This article utilizes balanced score card (BSC) and resilience engineering factors for organizational performance. The methodology involves two stages: in the first stage, we tried to find the efficiency of organization based on previous projects of the organization applying data envelopment analysis (DEA). In order to apply DEA model for organizational assessment, some questionnaires have been spread among managers of the organization. Principal component analysis (PCA) is introduced in the second stage to highlight the shaping factors that influence overall efficiency. Furthermore, a comparison will be made with sensitivity analysis of DEA and PCA results. The results of the comparison highlight the importance of the three categories (BSC, RE, and sustainability) on organizational performance. After identifying the shaping factors and assessing the organization’s situation, artificial neural network (ANN) is applied to help us find the success factor (utility) of future projects and a mathematical formulation is presented which helps the decision makers select the best projects considering organizational situation and values. According to results, resilience engineering factors, including flexibility, management commitment, reporting culture, learning, awareness, preparedness, teamwork, redundancy, self-organization, and fault tolerance, are the most shaping and decisive factors in organization efficiency.

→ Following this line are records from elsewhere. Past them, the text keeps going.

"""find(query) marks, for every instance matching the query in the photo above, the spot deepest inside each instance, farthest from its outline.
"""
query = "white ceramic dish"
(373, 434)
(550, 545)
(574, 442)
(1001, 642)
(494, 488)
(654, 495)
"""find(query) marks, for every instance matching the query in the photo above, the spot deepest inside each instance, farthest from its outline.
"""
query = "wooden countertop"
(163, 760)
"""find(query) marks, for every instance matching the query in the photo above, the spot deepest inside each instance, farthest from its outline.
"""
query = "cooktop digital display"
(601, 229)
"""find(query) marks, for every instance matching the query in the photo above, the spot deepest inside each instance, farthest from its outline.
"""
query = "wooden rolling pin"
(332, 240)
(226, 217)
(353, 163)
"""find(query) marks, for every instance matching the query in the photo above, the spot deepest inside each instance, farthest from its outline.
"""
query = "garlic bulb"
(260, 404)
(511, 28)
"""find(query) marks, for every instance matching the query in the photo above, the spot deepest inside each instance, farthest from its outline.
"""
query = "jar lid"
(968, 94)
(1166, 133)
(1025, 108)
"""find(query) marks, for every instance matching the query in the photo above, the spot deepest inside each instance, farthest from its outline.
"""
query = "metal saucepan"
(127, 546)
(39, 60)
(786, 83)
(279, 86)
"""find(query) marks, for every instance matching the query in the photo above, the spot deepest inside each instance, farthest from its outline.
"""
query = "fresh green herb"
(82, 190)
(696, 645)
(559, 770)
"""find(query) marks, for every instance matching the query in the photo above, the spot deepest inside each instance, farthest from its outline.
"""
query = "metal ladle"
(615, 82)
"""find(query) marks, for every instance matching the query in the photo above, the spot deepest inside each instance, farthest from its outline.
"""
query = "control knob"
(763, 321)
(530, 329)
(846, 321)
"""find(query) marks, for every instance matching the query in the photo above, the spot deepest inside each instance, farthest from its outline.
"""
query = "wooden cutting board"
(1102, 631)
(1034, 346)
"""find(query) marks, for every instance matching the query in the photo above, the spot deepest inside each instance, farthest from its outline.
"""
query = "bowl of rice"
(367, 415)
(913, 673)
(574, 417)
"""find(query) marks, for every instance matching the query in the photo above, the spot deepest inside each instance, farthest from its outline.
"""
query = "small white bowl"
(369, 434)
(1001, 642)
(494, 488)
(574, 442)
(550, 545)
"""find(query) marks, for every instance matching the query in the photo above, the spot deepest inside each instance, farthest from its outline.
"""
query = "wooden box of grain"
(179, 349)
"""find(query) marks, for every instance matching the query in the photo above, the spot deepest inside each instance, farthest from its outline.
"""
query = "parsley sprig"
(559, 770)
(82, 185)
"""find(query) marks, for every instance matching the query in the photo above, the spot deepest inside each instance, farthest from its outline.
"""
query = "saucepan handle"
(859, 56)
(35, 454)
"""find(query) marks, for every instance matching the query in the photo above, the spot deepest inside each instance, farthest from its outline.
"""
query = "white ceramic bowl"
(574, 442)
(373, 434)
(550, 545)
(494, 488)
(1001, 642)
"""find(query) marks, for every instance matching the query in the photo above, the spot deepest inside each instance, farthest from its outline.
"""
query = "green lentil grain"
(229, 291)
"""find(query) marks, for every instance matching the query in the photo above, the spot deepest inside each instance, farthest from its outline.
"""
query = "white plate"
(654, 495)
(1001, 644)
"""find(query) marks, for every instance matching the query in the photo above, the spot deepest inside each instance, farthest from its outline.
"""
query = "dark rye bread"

The importance of RE over environmental factors and the coverage of data made by RE factors indicate that this construction environment devoted a great deal of attention to RE factors.

Suggested Citation

  • Zahra Mohammadnazari & Amir Aghsami & Masoud Rabbani, 2023. "A hybrid novel approach for evaluation of resiliency and sustainability in construction environment using data envelopment analysis, principal component analysis, and mathematical formulation," Environment, Development and Sustainability: A Multidisciplinary Approach to the Theory and Practice of Sustainable Development, Springer, vol. 25(5), pages 4453-4490, May.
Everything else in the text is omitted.